Let’s dump Valentine’s Day. Please.
Even though I occasionally feel a little awkward witnessing public displays of affection, I’m not anti-love. The four-letter phenomenon certainly has its merits and should be celebrated. But not en masse. At least not the way we do it today.
Like so many other events we celebrate, love and Valentine’s Day are more about selling dinner packages and candy than about whoopee between two or more smitten people.
Aside from restaurant owners and lingerie peddlers, maybe the only other people who benefit from the festivities of Feb. 14 are school kids. But not for reasons you might think.
So many of life’s important lessons are learned in school, but not in the classroom or even in books. Learning to deal with rejection and hurt feelings is one of them and Valentine’s Day is the great facilitator.

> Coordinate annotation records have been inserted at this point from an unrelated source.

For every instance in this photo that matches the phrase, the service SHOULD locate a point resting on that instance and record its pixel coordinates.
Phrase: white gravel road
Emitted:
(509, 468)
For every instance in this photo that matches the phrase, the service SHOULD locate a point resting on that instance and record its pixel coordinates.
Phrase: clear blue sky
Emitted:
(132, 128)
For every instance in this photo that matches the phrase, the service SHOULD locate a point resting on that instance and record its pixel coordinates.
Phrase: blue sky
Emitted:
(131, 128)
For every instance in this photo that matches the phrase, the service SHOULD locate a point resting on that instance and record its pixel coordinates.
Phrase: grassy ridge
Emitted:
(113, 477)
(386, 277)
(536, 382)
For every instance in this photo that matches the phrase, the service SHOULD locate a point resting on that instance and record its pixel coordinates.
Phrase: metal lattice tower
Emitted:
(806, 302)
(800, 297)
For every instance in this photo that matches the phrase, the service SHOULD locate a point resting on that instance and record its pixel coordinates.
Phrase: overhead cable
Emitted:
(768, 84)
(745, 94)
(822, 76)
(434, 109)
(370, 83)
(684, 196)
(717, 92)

Sure, life is all sweet candy hearts and “Be Mine” cards when you’re in grade school, but once the jump to junior and senior high school is made and you mix in hormones with chocolate Kisses, all bets are off. Nothing is more dramatic than teenage love, unrequited or otherwise.
But aside from those early lessons in coping with loving, losing and rejection, there’s no point to Valentine’s Day other than for millions of couples to publicly profess how unique and special their love is.
Excuse me for gagging.
If yours is the kind of relationship that thrives on the manufactured sentimentality of Feb. 14, then maybe your relationship is more delicate than chocolates locked in a hot car.
Perhaps unwittingly we have created a day that forces us to measure our self worth in relation to others. If you’re in a relationship then that must mean you’re lovable. And if you’re lovable then you must be OK.
Conversely, if you’re not one half of a couple sharing a candlelight dinner, wine and sweet talk, then maybe something is wrong with you.
Maybe you’re too fat or too skinny or too controlling or too mellow or too poor or too you. That has to be it. You are the problem. After all, everyone else has a Valentine. Why not you?
But we tend to forget that after the dinner has been paid for, the bottles of wine have been emptied and the teddy cast to the floor, there are 364 other days of the year where love is expressed in the little things that we do: by washing the dishes or folding the clothes or calling just to say “Hi.”
Love for a lot of those fabulous Feb. 14 people exists only on that one day a year and has no more meaning than a Chinese take-out menu written in Latin. If you’re one half of one of those couples, aren’t you better off being alone?